Nella stessa direzione va la pagina della Banca d’Italia (“I costi del conto corrente: quali sono e dove trovarli”), con un contenuto informativo che si posiziona per centinaia di keyword attorno al topic “costi conto corrente”.

Un ultimo dato da evidenziare: come avevamo anticipato, nessuna pagina editoriale di agendadigitale.eu o pagamentidigitali.it compare tra i 25 URL migliori, nonostante entrambi i domini siano presenti nella classifica dei migliori siti. Questo suggerisce che la loro visibilità è distribuita su molte pagine con posizionamenti più frammentati, senza singoli URL capaci di emergere nella top 25.
Le SERP Feature
Il dato più rilevante nei dati delle SERP feature è la presenza massiccia di AI Overview, che compare in 1.638 keyword su 1.920 (l’85% del dataset). Una presenza molto elevata, che contrasta con altri settori analizzati nei precedenti SectorWatch, dove le AI Overview erano ancora marginali.
Il settore dei conti correnti, con le sue domande su costi, condizioni, confronti e procedure, sembra particolarmente adatto alla sintesi generata dall’intelligenza artificiale che, come sappiamo, può impattare significativamente sul numero di clic verso i risultati organici tradizionali.

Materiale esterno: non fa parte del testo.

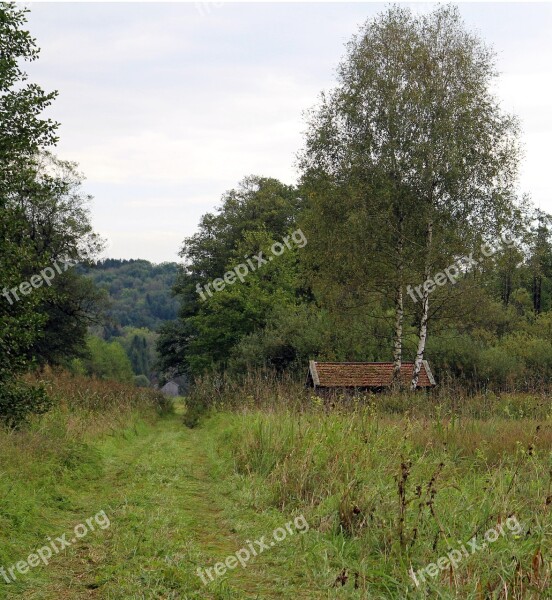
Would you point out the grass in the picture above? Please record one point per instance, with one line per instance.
(384, 485)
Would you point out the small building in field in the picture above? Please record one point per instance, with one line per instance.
(333, 376)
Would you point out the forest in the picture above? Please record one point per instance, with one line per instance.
(406, 239)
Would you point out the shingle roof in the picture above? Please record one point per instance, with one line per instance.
(364, 375)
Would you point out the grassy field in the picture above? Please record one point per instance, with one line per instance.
(319, 501)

In un settore dove condizioni economiche, tassi e promozioni cambiano frequentemente, la correttezza e l’aggiornamento dei contenuti diventano un fattore cruciale per i sistemi di ricerca basati sull’AI. È probabile che Google, nel costruire queste sintesi, privilegi le fonti che riportano dati aggiornati al periodo corrente e che nel processo di query fanout includa riferimenti temporali (come mese e anno) proprio per selezionare le informazioni più attuali.
Un indizio in questa direzione: in alcune AI Overview abbiamo osservato post di blog con data di pubblicazione recente selezionati come fonte al posto delle pagine ufficiali delle banche, a conferma che la freschezza percepita del contenuto può prevalere sull’autorevolezza del dominio.
Per i siti che competono in questo settore, quindi, mantenere le pagine costantemente aggiornate ed esplicitare la data di aggiornamento non è solo una buona pratica SEO tradizionale, ma potrebbe diventare un requisito per essere inclusi nelle risposte generate dall’AI.
Takeaways
- Le SERP dei conti correnti hanno una barriera d’ingresso molto alta: brand awareness, ricerche branded, traffico diretto e backlink spontanei creano un vantaggio competitivo per banche e comparatori che le altre tipologie di player difficilmente possono colmare.
- Google premia i domini più affidabili, in linea con i principi YMYL ed EEAT. In questo settore l’effetto è particolarmente evidente.
- Coprire l’intero spettro informativo con guide, glossari e news, affiancandoli a un servizio di comparazione efficace, è la strategia che produce la massima visibilità in questo settore.
- Le AI Overview sono presenti nell’85% delle keyword analizzate. Aggiornare i contenuti con frequenza e renderne esplicita la data non è più solo una buona pratica, ma un requisito per restare visibili nelle risposte generate dall’AI.
Come si realizza un SectorWatch
Un SectorWatch parte dalla costruzione di un set di parole chiave rappresentativo delle ricerche degli utenti nel settore analizzato, in questo caso i conti correnti. Le keyword vengono identificate, ampliate e raffinate attraverso gli strumenti di SISTRIX: Keyword Environment, Keyword Correlate e Keyword Inclusa. Il set viene poi ulteriormente espanso valutando le migliori keyword per le quali si posizionano i siti più rilevanti del settore. Il risultato è un insieme ampio e coerente di query che riflette il comportamento di ricerca reale nel mercato di riferimento.
A partire da questo dataset, le funzionalità di SISTRIX permettono di individuare i domini e gli URL con la maggiore visibilità organica. L’analisi di questi dati permette di studiare le tipologie di contenuti e le strategie SEO che risultano più efficaci nel settore.